At Synergy Dairy in Pulaski, Wis., Heather Jauquet has a lofty goal for preweaned calves to gain 2.5 pounds per day. In all but the most extreme weather conditions, she said they are able to hit that mark consistently.
Jauquet and her husband, Jay, partnered with her parents in 2004 to establish Synergy Dairy; in 2017, the Jauquets took over sole ownership of the farm, which they operate with help from their three sons, Mason, Carter, and Evan. In a University of Wisconsin Division of Extension “Five Minute Farm Focus” video, Jauquet shared how they are able to achieve such impressive rates of growth in their young calves — and why they believe the cost is justified.

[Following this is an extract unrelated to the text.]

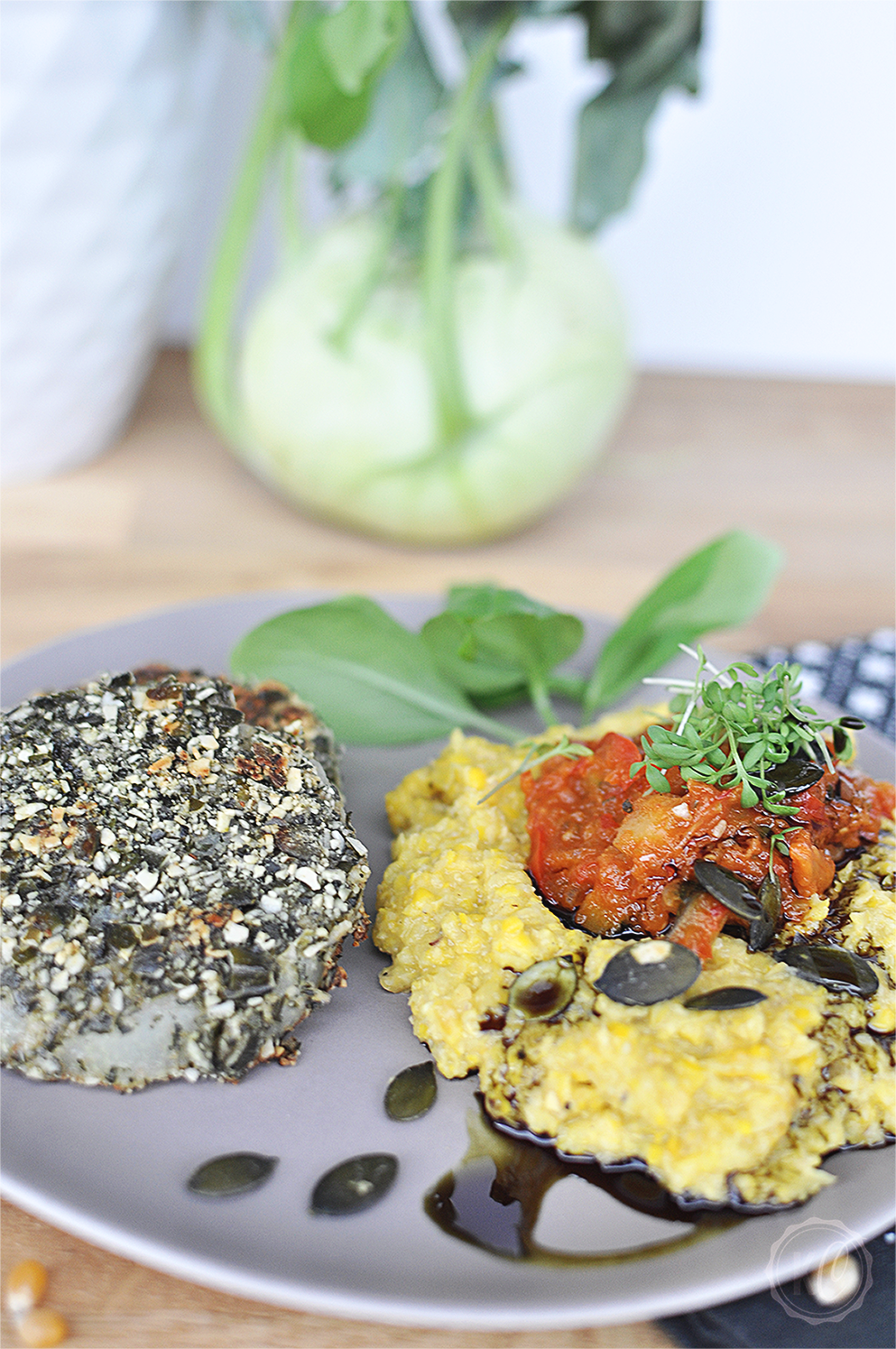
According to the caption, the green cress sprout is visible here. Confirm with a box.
[231,531,781,753]
[632,645,864,809]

A new barn addition in 2018 allowed the Jauquets to revamp their calving area, and this helps them to manage fresh cows and newborn calves more effectively. In particular, they were able to step up their colostrum processing.
“Through years of experience, we have learned there is no substitute for excellent colostrum management,” she said. Every calf on their farm receives 1 gallon of pasteurized colostrum shortly after birth and another half-gallon 12 hours later. Colostrum is tested with a refractometer to ensure quality.
This careful approach to colostrum quality has paid off. “Since we made colostrum processing a priority, we see very little scours in our calves,” she shared, noting that only 5% of calves scour and most of those calves don’t need any treatment at all except for possibly electrolytes.
Over the years, they also stepped up their calf feeding program, and today, calves receive up to a gallon of pasteurized milk per feeding three times per day.
“It’s a lot of milk, but a lot of our growth comes from that milk,” she explained. Well-grown calves are important to the Jauquets for a few reasons. For one, they do quite a bit of flushing and in vitro fertilization (IVF) work, and she said they have found that calves that get off to a quick start produce higher quality embryos and more of them.
“We also market some calves and show a few as a hobby, so having growthy calves helps in those departments as well,” she added.
To ensure proper rumen development, they learned that a longer, more carefully stepped down weaning process was necessary.
“Our weaning process is three weeks, and we just can’t cut that short,” she explained. That longer weaning window helps ensure calves are eating enough starter to establish good rumen development while maintaining their rate of growth postweaning.
In addition, Jauquet said, “A high plane of nutrition can help a calf overcome many, many challenges.”
A financial analysis of their calf feeding program revealed a cost of $6 per day to feed wet calves. Jauquet said some may be surprised by that number, but she estimates it’s not all that much higher than the average cost on many farms. For them, it is money well spent.
“We feel that investment serves us really well,” she said, adding that it costs them a total of $2,020 per head to raise a calf from birth to freshening.
“Because we know they are going to be the future of the herd, we are willing to make the investment,” she concluded.